Don’t ever take shortcuts just because the person presents well!



Make a choice. You’ve got two options:

  1. Meet the market remuneration.
  2. Settle for a less experienced or less qualified candidate.



One of the major reasons I see people in the market is because the business is restructuring and no-one is communicating.

There is nothing, repeat nothing, like fear for their jobs for getting your best people out of their seat and into the street.

I promise you, if you are restructuring or going through some redundancies and not absolutely loving the people you want to keep – they will be in the job market.



They say the definition of a professional is how that person handles adversity and resignations can certainly be confronting. Remember though, that those around you are measuring you by your responses.

I’ve seen cases where others in the team have felt such tension around how a resignation was handled that they have felt like leaving as well. Invariably, some will.

To put it simply, rise above.

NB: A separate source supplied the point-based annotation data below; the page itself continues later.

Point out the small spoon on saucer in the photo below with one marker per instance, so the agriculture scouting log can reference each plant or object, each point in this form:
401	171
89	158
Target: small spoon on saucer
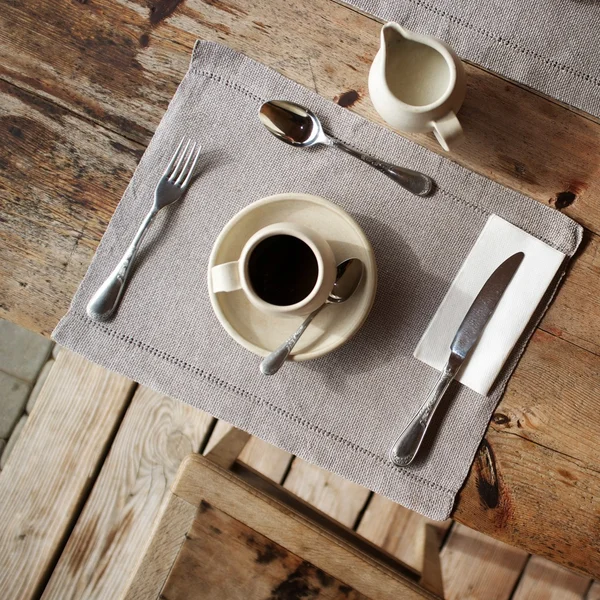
349	274
299	126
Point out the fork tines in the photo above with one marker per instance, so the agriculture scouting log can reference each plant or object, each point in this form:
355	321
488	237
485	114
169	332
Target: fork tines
181	168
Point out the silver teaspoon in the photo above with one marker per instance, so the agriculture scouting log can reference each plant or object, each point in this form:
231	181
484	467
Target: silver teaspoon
299	126
349	274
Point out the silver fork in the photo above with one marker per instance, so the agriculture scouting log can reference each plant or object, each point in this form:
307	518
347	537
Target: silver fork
172	185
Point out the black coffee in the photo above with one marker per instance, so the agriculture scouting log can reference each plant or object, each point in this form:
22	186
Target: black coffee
282	270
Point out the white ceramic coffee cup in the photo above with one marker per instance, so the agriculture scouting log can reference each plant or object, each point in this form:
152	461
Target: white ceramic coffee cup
417	84
232	276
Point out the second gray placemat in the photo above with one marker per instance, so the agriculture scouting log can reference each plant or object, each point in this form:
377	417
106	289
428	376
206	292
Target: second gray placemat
549	45
343	411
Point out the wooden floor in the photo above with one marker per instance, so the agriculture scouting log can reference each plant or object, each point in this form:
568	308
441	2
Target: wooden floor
85	481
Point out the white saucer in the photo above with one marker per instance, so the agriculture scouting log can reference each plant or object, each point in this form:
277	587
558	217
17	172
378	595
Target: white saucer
335	324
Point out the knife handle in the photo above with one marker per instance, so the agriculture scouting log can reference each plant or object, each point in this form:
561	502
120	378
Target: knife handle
407	445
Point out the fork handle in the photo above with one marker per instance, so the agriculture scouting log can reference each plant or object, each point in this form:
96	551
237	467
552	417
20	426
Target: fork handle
106	299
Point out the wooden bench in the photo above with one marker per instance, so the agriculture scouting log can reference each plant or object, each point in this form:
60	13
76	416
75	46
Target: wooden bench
225	534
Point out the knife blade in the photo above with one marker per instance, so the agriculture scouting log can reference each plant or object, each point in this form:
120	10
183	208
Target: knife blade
407	445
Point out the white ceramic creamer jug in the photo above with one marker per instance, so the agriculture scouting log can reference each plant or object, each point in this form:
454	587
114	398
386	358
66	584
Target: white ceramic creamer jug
417	84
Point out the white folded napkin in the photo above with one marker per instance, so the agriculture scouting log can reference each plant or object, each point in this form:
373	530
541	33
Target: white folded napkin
498	241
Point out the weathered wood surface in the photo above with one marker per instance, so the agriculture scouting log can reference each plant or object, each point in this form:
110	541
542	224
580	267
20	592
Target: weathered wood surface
108	540
223	559
51	468
268	460
544	580
594	591
478	567
540	458
338	498
85	84
165	540
398	530
200	480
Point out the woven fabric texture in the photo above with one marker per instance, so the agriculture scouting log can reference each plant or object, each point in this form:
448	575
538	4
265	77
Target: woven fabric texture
342	411
549	45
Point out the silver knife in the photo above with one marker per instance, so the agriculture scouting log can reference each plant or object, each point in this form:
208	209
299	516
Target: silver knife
406	447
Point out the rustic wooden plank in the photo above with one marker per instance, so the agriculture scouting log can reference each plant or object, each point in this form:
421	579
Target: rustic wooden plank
224	559
61	180
338	498
51	468
478	567
540	457
225	452
397	530
575	313
165	62
594	592
33	62
541	379
270	461
285	525
337	61
512	134
109	538
544	580
431	569
166	539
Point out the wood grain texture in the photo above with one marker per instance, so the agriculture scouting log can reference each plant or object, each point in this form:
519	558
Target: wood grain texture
61	178
506	126
338	498
398	530
544	580
223	559
540	458
80	80
200	480
594	591
152	56
157	433
166	538
477	567
51	468
268	460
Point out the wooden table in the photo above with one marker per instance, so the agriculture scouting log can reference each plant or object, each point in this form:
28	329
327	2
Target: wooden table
225	535
84	85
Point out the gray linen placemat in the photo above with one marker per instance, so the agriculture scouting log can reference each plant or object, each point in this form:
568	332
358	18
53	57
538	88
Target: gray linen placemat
550	45
342	411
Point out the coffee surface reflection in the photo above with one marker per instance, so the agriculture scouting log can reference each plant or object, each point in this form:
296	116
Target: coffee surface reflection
282	270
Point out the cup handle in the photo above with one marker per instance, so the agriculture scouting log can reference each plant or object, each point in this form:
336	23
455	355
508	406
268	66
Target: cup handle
447	130
226	277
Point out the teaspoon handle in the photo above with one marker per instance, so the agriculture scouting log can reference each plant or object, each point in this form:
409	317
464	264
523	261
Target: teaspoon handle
413	181
274	361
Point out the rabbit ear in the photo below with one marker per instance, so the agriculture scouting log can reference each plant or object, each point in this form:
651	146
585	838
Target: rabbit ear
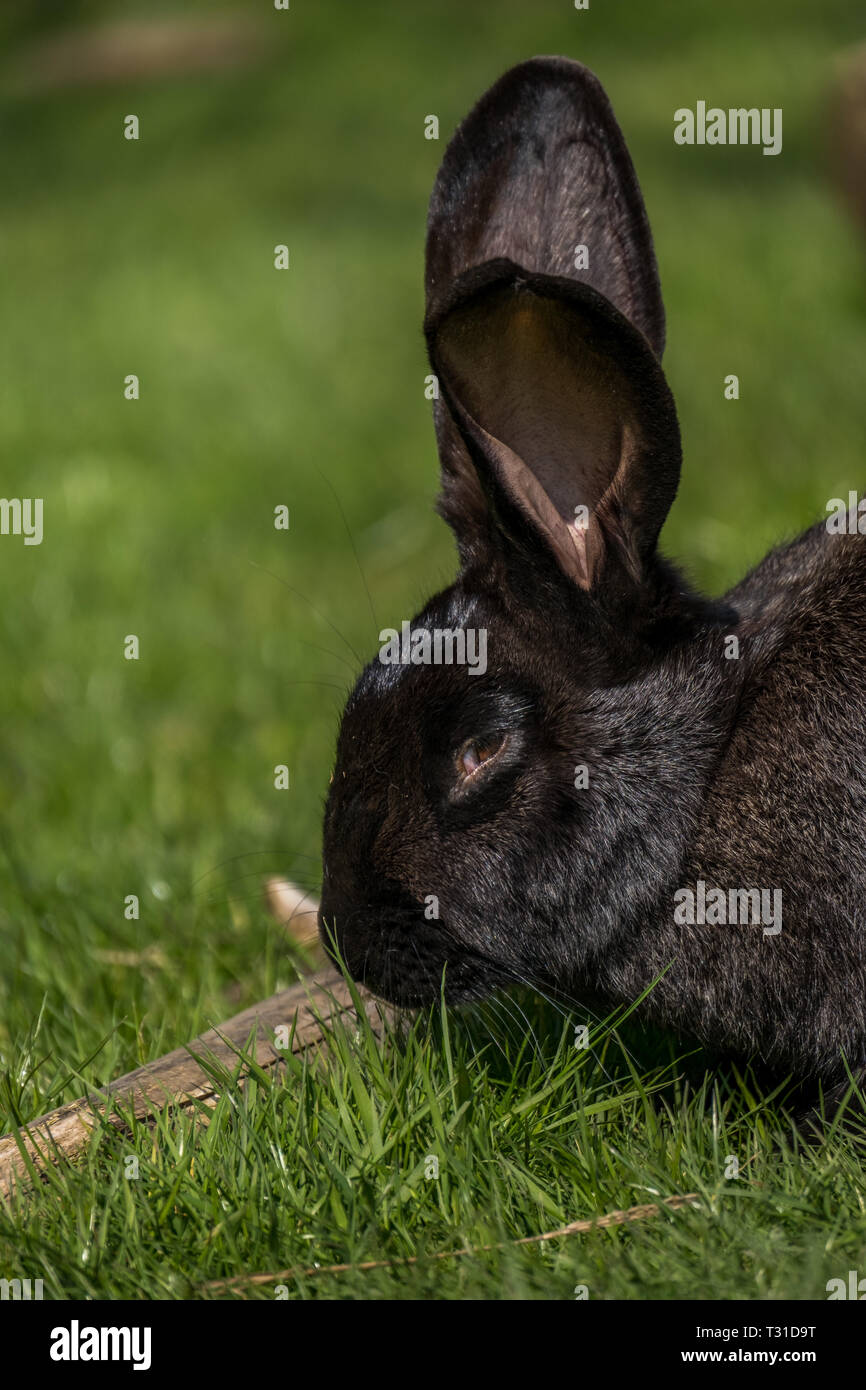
535	171
565	416
537	174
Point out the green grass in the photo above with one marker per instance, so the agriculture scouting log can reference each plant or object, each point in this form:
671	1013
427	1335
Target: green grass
154	777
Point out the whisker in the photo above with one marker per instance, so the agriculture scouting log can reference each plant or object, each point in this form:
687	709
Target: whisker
292	590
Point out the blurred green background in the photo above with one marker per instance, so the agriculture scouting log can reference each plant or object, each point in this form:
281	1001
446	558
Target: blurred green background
306	388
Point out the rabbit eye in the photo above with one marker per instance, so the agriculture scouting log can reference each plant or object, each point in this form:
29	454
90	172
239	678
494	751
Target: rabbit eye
477	752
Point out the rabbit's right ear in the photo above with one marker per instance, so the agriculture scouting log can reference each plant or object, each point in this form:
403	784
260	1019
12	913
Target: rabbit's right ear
538	181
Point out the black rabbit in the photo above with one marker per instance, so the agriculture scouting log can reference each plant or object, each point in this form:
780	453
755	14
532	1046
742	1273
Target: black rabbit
633	752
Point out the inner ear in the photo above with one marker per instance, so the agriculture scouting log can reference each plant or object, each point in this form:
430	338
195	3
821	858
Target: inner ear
559	405
528	375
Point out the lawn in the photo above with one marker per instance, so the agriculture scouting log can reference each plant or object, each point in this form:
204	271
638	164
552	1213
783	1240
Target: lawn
154	777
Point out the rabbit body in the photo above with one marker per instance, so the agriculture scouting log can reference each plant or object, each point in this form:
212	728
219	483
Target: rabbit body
630	740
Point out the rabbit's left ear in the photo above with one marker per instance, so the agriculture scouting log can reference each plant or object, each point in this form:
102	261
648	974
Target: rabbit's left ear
566	416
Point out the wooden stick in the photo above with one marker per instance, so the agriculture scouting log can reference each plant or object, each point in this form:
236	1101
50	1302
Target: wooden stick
180	1079
576	1228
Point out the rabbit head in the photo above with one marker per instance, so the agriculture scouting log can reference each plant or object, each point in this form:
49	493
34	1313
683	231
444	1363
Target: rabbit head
489	824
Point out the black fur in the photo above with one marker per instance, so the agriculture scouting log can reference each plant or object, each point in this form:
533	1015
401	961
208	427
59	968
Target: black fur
741	773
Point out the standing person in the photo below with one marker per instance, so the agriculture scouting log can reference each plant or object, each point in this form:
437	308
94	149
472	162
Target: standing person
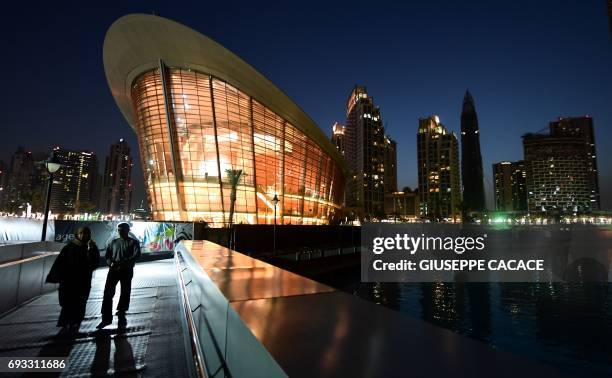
73	269
121	255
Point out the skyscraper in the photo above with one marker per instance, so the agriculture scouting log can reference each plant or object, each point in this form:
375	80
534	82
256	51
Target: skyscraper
3	183
439	186
24	183
471	159
116	196
582	127
390	165
510	186
558	177
610	16
74	184
365	154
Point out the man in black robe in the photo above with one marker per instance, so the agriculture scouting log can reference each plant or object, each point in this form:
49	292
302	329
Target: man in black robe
73	269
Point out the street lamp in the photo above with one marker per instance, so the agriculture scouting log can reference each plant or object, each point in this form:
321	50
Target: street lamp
52	165
275	202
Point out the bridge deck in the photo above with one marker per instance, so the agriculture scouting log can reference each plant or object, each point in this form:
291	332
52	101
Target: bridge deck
152	345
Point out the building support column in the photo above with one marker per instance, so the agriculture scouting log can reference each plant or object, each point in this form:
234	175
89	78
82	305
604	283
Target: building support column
173	143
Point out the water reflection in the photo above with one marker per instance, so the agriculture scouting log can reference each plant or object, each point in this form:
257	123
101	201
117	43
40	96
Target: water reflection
568	325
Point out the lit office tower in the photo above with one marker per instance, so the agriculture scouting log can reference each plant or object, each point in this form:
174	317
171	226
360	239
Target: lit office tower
510	181
116	197
365	153
24	178
74	184
439	186
582	127
610	16
471	159
390	165
3	183
558	176
338	136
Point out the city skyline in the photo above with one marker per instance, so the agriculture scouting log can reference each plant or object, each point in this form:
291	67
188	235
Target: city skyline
519	89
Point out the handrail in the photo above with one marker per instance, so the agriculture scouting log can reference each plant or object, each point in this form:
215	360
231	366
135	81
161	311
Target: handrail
22	261
196	350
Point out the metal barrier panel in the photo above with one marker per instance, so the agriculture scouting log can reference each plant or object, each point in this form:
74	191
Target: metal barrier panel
9	279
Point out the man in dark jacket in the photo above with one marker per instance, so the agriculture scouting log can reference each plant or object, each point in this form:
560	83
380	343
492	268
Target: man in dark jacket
73	269
121	255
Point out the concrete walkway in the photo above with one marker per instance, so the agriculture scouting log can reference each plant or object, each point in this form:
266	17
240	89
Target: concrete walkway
151	346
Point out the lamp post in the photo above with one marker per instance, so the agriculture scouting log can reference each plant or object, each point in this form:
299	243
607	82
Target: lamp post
275	201
52	165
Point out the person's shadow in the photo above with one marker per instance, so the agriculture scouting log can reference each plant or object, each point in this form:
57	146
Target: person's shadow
123	358
59	345
100	364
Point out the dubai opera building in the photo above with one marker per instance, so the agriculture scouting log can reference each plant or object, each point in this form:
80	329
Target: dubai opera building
201	113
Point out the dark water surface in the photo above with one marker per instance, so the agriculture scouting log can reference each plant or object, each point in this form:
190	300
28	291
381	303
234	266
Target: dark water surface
565	325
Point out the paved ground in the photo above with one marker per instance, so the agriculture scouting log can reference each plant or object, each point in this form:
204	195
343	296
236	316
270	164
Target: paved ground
151	346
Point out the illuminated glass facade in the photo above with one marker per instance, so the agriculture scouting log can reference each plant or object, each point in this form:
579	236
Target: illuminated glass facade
215	127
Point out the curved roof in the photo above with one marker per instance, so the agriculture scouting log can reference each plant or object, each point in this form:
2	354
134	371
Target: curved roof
135	43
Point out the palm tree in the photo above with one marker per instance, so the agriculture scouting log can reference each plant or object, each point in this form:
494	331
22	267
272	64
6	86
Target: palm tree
233	176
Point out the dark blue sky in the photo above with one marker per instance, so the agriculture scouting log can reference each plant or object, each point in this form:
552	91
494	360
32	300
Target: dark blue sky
525	62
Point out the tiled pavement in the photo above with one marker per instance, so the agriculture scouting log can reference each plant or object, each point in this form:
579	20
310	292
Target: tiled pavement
151	346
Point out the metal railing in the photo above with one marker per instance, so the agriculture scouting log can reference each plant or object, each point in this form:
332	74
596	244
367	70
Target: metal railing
196	350
23	269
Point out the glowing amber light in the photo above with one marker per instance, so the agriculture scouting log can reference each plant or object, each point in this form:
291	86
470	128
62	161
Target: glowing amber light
217	127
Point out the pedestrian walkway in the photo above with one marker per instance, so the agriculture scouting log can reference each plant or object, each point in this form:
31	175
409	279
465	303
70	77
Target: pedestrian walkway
151	346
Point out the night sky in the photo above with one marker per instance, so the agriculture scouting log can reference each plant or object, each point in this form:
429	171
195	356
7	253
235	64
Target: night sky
525	62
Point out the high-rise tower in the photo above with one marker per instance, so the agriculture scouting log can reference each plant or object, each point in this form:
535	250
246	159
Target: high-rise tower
438	171
117	182
471	159
74	184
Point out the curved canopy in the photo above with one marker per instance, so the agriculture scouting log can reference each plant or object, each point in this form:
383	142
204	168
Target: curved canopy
135	43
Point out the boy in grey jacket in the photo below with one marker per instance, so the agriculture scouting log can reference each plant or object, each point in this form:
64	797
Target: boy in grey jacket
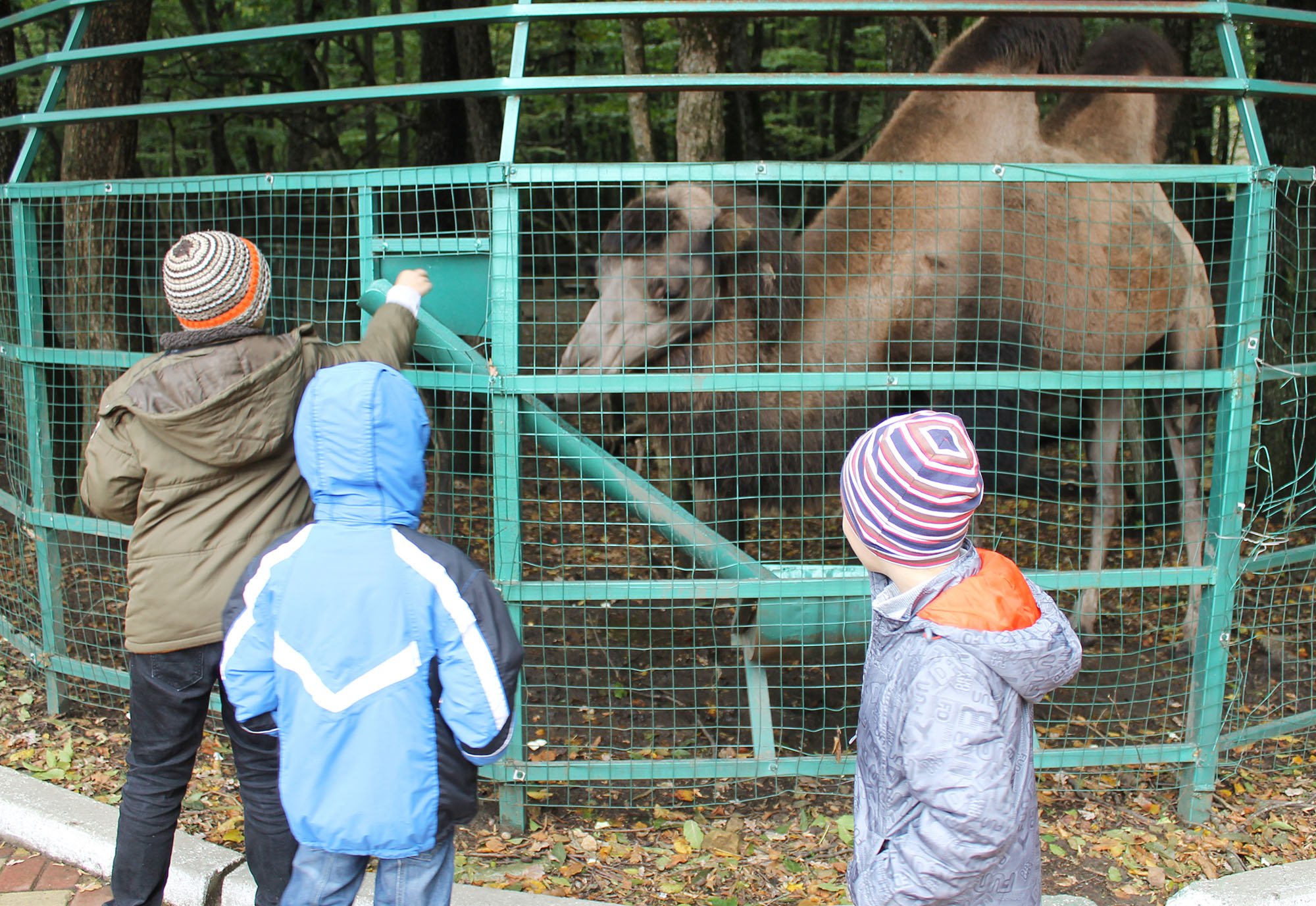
946	801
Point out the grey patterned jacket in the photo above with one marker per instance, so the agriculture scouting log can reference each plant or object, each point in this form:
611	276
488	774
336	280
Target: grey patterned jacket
946	801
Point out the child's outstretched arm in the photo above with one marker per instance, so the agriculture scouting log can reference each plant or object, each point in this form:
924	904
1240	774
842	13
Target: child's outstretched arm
392	332
961	769
247	668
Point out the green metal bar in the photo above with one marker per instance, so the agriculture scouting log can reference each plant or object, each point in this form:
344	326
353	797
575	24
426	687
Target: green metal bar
367	240
649	507
107	359
28	301
464	174
1297	174
549	174
1264	563
49	99
1236	68
40	13
61	522
524	13
1269	730
1252	13
532	385
515	70
1253	216
27	647
430	244
105	674
806	765
502	88
582	456
505	316
655	382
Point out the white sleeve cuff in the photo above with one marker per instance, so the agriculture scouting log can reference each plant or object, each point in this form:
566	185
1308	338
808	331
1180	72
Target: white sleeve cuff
405	297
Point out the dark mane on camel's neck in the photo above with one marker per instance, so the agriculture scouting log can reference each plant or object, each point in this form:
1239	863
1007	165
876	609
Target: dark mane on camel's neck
1123	51
1017	41
643	227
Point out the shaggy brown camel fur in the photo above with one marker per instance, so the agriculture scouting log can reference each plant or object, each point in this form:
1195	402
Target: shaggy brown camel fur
1053	274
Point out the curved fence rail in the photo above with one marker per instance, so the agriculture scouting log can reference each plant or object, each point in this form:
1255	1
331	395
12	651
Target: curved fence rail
694	624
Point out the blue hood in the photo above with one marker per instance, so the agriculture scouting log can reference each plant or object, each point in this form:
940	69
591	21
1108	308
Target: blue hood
360	438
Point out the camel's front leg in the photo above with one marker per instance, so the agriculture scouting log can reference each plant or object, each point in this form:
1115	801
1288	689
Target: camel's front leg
1184	434
1103	455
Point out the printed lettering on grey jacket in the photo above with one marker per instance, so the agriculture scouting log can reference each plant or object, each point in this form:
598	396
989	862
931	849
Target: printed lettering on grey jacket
946	799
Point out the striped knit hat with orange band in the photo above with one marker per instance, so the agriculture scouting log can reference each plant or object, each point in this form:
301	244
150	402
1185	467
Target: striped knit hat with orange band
216	285
910	488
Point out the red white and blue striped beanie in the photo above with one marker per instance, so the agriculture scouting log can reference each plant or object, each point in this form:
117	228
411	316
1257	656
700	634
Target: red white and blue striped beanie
910	488
215	280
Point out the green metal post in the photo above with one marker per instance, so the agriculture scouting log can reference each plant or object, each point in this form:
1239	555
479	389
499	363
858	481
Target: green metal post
49	99
39	445
367	244
1253	214
506	418
513	111
1238	69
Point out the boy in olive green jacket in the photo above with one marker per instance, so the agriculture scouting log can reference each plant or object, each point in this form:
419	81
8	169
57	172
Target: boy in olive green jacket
194	449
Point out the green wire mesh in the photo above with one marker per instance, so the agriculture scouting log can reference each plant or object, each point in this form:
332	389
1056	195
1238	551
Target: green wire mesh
656	672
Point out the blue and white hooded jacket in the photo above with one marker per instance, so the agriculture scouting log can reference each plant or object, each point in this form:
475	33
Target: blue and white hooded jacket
386	657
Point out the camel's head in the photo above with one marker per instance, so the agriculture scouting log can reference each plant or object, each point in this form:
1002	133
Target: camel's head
657	278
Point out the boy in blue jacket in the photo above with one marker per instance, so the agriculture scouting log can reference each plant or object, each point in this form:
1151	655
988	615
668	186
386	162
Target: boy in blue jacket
385	659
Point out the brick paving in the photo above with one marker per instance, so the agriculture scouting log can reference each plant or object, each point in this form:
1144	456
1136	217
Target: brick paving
30	878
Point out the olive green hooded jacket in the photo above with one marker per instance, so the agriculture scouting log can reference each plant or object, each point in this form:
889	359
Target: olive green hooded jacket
194	449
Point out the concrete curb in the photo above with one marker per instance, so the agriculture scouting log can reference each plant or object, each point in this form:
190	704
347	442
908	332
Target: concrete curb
1280	885
80	831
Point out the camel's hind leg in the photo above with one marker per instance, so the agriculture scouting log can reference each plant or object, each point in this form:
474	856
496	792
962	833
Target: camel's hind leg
1103	455
1184	434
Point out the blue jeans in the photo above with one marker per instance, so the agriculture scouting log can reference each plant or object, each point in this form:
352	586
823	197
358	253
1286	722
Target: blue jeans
332	878
169	698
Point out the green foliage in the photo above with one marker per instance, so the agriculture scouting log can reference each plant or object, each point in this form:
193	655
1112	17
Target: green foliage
570	127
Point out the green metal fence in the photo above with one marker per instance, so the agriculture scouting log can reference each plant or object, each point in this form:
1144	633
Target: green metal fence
664	661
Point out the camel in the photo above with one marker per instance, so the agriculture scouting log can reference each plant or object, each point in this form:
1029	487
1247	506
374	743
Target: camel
1073	276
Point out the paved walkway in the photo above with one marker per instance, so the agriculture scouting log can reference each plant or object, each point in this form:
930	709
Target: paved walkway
30	878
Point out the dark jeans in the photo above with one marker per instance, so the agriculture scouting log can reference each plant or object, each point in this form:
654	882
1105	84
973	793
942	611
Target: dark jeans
169	698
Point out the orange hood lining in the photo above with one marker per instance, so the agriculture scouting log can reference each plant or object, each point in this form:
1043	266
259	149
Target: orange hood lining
997	599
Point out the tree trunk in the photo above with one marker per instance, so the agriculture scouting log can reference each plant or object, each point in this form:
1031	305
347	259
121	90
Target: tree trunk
638	103
701	123
442	131
97	309
401	78
367	9
747	140
476	61
846	105
11	140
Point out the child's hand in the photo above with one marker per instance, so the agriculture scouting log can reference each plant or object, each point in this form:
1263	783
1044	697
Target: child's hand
417	280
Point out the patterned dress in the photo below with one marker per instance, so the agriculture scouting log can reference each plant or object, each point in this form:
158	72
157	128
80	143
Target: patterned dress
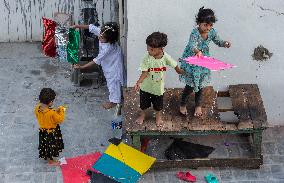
196	76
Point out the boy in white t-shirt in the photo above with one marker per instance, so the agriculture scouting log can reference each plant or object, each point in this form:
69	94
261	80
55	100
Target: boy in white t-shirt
110	58
151	82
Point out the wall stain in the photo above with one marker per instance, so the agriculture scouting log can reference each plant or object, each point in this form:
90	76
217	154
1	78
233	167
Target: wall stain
271	10
261	54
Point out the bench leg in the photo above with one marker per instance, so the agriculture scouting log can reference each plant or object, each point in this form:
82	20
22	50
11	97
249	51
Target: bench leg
257	139
136	142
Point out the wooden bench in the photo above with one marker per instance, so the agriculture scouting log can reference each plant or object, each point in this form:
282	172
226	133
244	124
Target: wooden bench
246	104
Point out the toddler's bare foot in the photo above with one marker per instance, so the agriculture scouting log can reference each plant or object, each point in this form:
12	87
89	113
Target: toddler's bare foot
140	119
53	163
108	105
159	121
198	111
183	110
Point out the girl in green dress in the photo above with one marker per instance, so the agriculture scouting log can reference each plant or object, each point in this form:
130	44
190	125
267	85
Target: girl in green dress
196	77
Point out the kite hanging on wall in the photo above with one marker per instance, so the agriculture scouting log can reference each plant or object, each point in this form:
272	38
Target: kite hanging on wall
208	62
48	42
61	42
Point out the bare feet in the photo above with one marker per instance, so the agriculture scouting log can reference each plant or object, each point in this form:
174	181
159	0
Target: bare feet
183	110
198	111
53	163
108	105
159	121
140	119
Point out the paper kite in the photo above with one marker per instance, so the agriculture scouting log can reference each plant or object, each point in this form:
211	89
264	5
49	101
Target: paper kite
123	163
208	62
48	42
74	169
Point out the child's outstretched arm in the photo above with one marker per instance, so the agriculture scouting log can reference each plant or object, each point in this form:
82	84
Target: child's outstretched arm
80	26
88	65
218	41
140	80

Ensure you have the right protection in place (refer to point 1), hold your head up and be the bigger man (or woman!)

I hope that these short points provide you with some useful ammo in tidying up potential issues.

It’s a very interesting time in the market at the present – our workload is certainly ramping up and there are some great opportunities available. I hope you are finding the same, remembering that being busy is when the basics like those outlined here get overlooked.

Happy hiring and a great year to you.